You can add a Single Sign-on (SSO) group to configure your own authentication server for administrative log on and log in to RUCKUS One using a third-party authentication server.

Ensure that an SSO account in RUCKUS One is set up and enabled from the Administration > Account Management > Settings page.

Adding a new SSO group requires the following:

Assigning the group ID (as defined in Azure AD). Refer to Configuring SAML SSO with Azure AD for information on obtaining the Group ID (Object ID) from Azure ID.
Assigning a privilege group. Refer to Understanding Administrator Roles and Adding and Managing a Custom Privilege Group for information to help you select an existing privilege group and help you configure a new privilege group (if necessary).
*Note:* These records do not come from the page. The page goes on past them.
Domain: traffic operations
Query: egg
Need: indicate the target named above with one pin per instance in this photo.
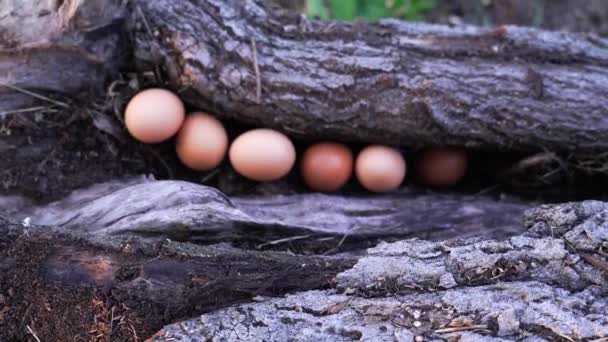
(380, 168)
(262, 155)
(442, 166)
(326, 166)
(154, 115)
(201, 142)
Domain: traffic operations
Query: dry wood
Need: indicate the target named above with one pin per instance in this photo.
(395, 83)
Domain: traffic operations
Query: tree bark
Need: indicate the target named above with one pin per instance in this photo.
(549, 284)
(162, 248)
(395, 83)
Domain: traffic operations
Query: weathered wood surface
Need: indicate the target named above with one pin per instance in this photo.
(67, 48)
(549, 284)
(551, 281)
(164, 209)
(395, 83)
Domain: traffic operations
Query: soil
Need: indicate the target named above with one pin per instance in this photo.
(47, 154)
(29, 302)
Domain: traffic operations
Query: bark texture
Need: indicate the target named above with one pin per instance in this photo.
(163, 248)
(164, 209)
(395, 83)
(549, 284)
(65, 48)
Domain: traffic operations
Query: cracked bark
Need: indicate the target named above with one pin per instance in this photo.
(535, 286)
(500, 88)
(493, 89)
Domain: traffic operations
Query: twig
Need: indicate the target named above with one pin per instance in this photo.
(456, 329)
(256, 69)
(35, 95)
(29, 330)
(22, 110)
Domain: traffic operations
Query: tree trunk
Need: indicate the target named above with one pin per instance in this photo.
(395, 83)
(122, 257)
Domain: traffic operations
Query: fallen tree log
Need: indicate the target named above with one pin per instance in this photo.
(395, 83)
(525, 281)
(166, 209)
(549, 284)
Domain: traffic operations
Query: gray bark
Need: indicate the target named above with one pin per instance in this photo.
(548, 284)
(163, 208)
(394, 83)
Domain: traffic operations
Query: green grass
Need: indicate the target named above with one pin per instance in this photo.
(369, 10)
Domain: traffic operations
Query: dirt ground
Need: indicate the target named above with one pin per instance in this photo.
(29, 302)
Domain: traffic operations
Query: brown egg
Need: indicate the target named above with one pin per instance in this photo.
(154, 115)
(202, 142)
(380, 168)
(262, 154)
(327, 166)
(442, 166)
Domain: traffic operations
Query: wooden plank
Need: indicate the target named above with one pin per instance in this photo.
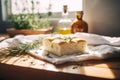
(107, 69)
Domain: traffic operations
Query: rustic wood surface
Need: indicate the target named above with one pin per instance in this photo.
(28, 67)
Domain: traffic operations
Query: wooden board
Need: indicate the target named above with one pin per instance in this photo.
(25, 67)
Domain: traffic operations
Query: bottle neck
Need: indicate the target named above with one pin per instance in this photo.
(79, 15)
(65, 12)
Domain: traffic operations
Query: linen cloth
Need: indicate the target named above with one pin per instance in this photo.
(99, 47)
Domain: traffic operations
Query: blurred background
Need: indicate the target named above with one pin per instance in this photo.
(102, 16)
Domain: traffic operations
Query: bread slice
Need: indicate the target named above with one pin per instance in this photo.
(64, 46)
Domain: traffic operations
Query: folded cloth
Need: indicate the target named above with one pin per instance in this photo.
(99, 47)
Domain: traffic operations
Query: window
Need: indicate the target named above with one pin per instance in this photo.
(44, 6)
(41, 6)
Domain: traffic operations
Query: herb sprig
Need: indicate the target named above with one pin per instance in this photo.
(22, 48)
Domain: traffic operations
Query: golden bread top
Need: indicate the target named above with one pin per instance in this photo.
(63, 40)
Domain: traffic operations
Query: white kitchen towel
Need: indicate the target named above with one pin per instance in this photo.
(99, 47)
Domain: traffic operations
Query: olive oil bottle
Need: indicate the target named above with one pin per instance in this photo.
(80, 25)
(64, 24)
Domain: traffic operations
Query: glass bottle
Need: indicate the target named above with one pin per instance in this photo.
(80, 25)
(64, 24)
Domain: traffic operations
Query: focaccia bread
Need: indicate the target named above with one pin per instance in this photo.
(63, 46)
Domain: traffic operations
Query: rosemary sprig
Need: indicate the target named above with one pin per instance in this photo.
(23, 47)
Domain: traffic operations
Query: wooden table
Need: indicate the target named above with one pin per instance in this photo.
(26, 67)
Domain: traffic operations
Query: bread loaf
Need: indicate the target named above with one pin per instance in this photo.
(63, 46)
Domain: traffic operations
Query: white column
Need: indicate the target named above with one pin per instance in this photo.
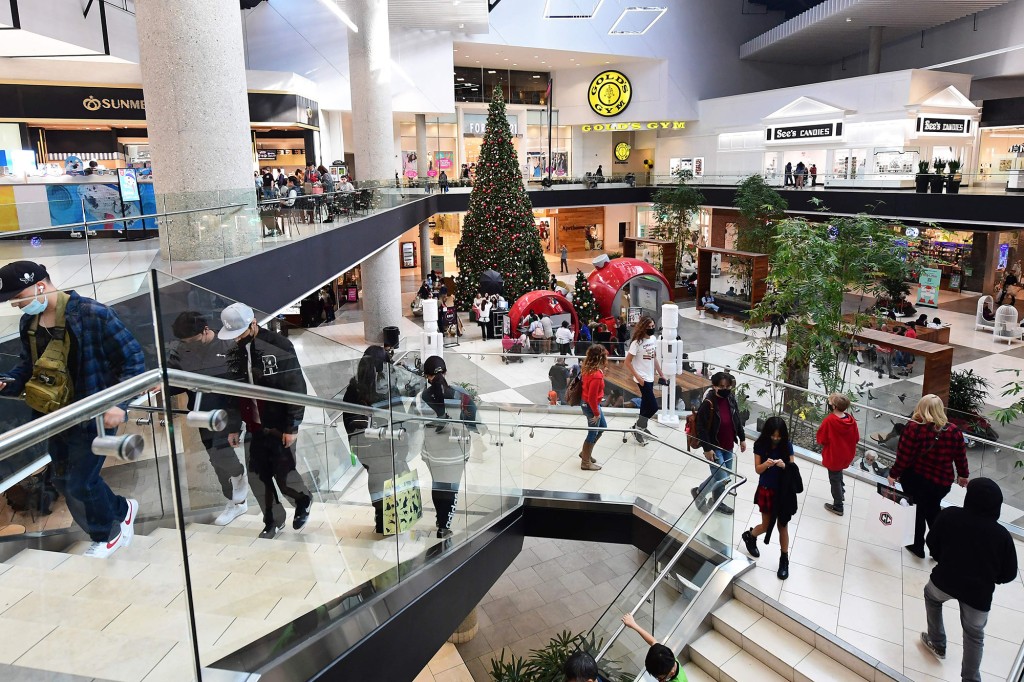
(194, 77)
(373, 132)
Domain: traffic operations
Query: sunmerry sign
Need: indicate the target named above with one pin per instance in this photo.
(933, 125)
(609, 93)
(644, 125)
(815, 131)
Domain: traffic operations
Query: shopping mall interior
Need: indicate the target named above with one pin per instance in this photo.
(267, 223)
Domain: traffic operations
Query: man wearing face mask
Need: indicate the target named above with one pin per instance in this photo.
(102, 353)
(198, 349)
(267, 358)
(719, 429)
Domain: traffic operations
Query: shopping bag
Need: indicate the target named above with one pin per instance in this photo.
(402, 504)
(890, 517)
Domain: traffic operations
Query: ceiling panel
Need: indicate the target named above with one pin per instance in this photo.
(839, 28)
(456, 15)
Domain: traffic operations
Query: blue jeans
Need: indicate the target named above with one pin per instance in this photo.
(76, 474)
(719, 478)
(592, 436)
(973, 623)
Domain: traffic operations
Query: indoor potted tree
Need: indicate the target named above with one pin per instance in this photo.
(936, 180)
(954, 178)
(923, 177)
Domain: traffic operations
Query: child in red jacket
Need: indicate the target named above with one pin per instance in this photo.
(838, 435)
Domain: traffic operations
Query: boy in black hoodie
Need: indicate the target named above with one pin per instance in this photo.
(974, 555)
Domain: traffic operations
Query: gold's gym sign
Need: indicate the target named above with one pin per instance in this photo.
(645, 125)
(609, 93)
(93, 104)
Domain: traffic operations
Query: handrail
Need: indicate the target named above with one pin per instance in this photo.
(87, 223)
(40, 429)
(682, 549)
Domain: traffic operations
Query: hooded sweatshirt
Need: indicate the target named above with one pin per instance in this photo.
(839, 438)
(973, 551)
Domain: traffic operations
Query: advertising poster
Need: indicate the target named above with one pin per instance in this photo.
(928, 289)
(128, 183)
(75, 203)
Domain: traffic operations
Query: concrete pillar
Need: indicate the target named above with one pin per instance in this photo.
(373, 132)
(421, 147)
(875, 49)
(194, 77)
(425, 248)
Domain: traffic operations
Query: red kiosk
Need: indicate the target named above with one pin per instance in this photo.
(628, 285)
(550, 303)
Complete the following steps to add an SSO group.

From the navigation bar, click Administration > Account Management > Users & Privileges.
Select the SSO Groups sub-tab. The following information is displayed:
- Name: Displays the name of the SSO group. Click on the group name to view the Email address and the last login details of the member users of the SSO Group who have logged into RUCKUS One.
- Group ID: Displays the Group ID of the SSO group as defined in Azure AD.
- Privilege Group: Displays the privilege group that the SSO group is associated with.
- Processing Priority: Displays the processing priority for the SSO groups. The processing priority impacts the user experience when a user, who is part of multiple SSO groups with different RBAC roles, logs into RUCKUS One. Upon log in, the user is assigned their role based on the associated SSO group having the highest processing priority (with 1 being the highest). You can manage the processing priority for SSO groups by dragging and dropping the rows up or down using the icon.
Users & Privileges: SSO Groups Sub-tab
Click Add SSO Group to add an SSO group.
In the Add SSO User Group sidebar, enter the group name.
For Group ID, enter the group ID as defined in Azure AD. To know how to get the Group ID (Object ID) from Azure AD, refer to Configuring SAML SSO with Azure AD.
Select the desired Privilege Group that you want to assign from the list.

Note: You must map each SSO user group to a system-defined or custom privilege group. To configure a custom privilege group, refer to Adding and Managing a Custom Privilege Group. For information on the system-defined privilege group or role, refer to Understanding Administrator Roles.
Click Add Group to add the SSO group.

Adding a SSO User Group
(Optional) Select the checkbox for a specific SSO group name to edit or delete an SSO group:
- Edit: Click Edit. In the Edit SSO User Group sidebar, select the desired Privilege Group from the list and click Apply to save the change.
- Delete: Click Delete. In the Delete confirmation message that appears, click Delete. A message confirming successful deletion is displayed.
Note: The account you are currently logged into cannot be edited or deleted.

You can sort the SSO Groups table entries by processing priority; click the Processing Priority column header. To modify the Processing Priority of an SSO group, drag and drop the rows up or down using the icon. When a user, who is part of two SSO groups with different RBAC roles, logs in to RUCKUS One, the user gets the role assigned to the SSO Group that has the higher processing priority.